I spent the next 3 hours in the dining room, defying doctors' orders to keep my legs elevated, until I could legitimately call her again. So I thought that I'd catch up on my much neglected blogging, only to find that I'd been away so long that blogger wouldn't let me post on my old site. So, here I am, old title, new url, and I will try to find something interesting to say more often.
Not a good start to the day. Wakened at about 5.30 am by restless dog was unable to go back to sleep. Didn't have a book to hand, and it was much too early to call anyone, so sat here, in the chair, and listened to the wireless. My usual night-time listening is Talk Sport Radio, I love the fact that there are lunatics awake and frothing at the mouth in the early hours, but as it approaches 6 am, it's time for the talk to stop, and the sport to begin. During the week, the sport is inevitably something rough and sweaty, ie. football, but at the weekends it's more relaxed, a little something called 'Fisherman's Blues' the theme tune of which is, for the cogniscenti, a gentle tune of the same name by the Hothouse Flowers, but today I wasn't in the mood to imagine myself languishing beside a gentle English river, whilst fluffy white clouds scudded across a metallic blue sky, so I reached towards the remote control and ......aaarrghh!!! there it was, all eight legs of it, one waving languidly in the air, my bete noir, the horny autumnal male house spider.
Seeing a spider at 6am is bad enough, seeing a spider when you can only move and walk very slowly is pas un joke, not funny, no no not at all. So I did the only thing possible, I intercommed Katy. Now Katy, as her regular readers will know, went on the Friendly Spider course last year,
so although she is generally very displeased to be called that early, she immediately cheered up, and rushed downstairs ready to exhibit her spider catching skills. When she entered the sitting room, I was leaning in the chair as far as possible in the opposite direction to the spider with my eyes tightly shut and face screwed up like a three year old muttering 'No, no', under my breath.

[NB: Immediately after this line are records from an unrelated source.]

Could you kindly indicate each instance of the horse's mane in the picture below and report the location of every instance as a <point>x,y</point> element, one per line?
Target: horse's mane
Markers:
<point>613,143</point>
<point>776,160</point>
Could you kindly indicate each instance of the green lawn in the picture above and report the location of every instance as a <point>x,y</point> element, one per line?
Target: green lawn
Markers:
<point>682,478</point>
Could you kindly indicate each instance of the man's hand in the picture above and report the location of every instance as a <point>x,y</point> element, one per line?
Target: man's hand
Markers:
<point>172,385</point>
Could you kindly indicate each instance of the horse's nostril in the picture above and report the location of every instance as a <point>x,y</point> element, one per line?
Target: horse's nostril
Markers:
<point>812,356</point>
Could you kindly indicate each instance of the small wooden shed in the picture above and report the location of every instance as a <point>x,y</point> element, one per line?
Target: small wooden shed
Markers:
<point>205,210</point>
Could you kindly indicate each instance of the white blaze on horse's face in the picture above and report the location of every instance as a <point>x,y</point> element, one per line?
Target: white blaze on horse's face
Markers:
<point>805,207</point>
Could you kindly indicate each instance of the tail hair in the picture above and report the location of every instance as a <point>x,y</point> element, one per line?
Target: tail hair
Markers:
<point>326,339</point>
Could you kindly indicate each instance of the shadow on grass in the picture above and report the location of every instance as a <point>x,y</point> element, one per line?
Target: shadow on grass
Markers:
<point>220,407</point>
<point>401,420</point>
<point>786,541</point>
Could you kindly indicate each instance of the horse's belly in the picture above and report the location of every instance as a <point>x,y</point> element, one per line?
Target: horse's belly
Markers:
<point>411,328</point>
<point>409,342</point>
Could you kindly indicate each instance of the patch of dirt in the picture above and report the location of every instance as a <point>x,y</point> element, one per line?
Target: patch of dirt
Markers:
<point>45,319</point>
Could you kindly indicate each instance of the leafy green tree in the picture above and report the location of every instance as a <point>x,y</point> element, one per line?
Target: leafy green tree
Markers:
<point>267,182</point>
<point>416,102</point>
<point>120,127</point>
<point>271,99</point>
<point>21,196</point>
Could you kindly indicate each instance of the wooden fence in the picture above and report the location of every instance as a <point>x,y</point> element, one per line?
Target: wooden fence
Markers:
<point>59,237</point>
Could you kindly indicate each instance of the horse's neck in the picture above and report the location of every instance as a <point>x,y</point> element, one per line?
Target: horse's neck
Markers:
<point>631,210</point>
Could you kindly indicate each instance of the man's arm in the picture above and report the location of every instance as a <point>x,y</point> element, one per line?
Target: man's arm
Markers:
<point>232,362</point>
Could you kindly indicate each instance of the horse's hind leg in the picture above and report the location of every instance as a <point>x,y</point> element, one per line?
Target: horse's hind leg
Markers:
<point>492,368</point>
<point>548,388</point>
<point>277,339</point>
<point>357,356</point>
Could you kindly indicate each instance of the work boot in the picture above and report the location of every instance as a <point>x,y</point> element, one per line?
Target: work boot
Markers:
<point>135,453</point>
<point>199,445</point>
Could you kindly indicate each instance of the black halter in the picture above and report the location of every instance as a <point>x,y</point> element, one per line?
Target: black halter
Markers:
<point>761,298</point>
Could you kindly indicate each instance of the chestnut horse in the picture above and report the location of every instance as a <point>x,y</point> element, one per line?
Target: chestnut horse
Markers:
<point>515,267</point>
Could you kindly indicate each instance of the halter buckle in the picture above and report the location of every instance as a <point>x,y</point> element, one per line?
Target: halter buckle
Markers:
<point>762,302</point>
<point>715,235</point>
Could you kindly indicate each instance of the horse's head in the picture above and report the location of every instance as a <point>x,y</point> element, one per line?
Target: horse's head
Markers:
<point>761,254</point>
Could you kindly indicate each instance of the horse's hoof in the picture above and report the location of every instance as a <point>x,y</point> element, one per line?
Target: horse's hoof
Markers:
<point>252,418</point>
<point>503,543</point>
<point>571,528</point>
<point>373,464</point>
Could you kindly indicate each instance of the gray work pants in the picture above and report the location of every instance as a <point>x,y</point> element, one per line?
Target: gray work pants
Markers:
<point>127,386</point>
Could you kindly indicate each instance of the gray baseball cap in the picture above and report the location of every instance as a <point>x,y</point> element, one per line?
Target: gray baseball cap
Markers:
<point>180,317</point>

My goodness, you should have seen Katy go, she whisked herself into the kitchen, and came back with a small pyrex bowl. Meanwhile, I struggled to my feet and shuffled off to the dining room. You know how they tell you that fear gives the crippled the ability to rise to their feet and run at times of deep fear and danger? Forget it. Didn't happen. Dragged myself with my customery gait of the wounded hyena into the dining room, and listened to Katy busying herself in the sitting room.
Of course the damn not so itsy-bitsy thing had vanished. Katy was tremendously brave, or perhaps not as the Friendly Spider course had supposedly rid her of fear, and she certainly didn't sound frightened. Then she brought my handbag (which she had searched!) and other impedimenta into the dining room, and told me that she couldn't find it. Then she went back and searched some more. There it was, nestling under a nectarine, which let me tell you was delicious (the nectarine, not the spider), but it's not easy to put a pyrex bowl over a nectarine and trap a spider, so off it went, like a greyhound out of its' trap, scuttling into the relative safety of underneath the radiator. And it hasn't been seen since.
I spent the next 3 hours in the dining room, defying doctors' orders to keep my legs elevated, until I could legitimately call her again. So I thought that I'd catch up on my much neglected blogging, only to find that I'd been away so long that blogger wouldn't let me post on my old site. So, here I am, old title, new url, and I will try to find something interesting to say more often.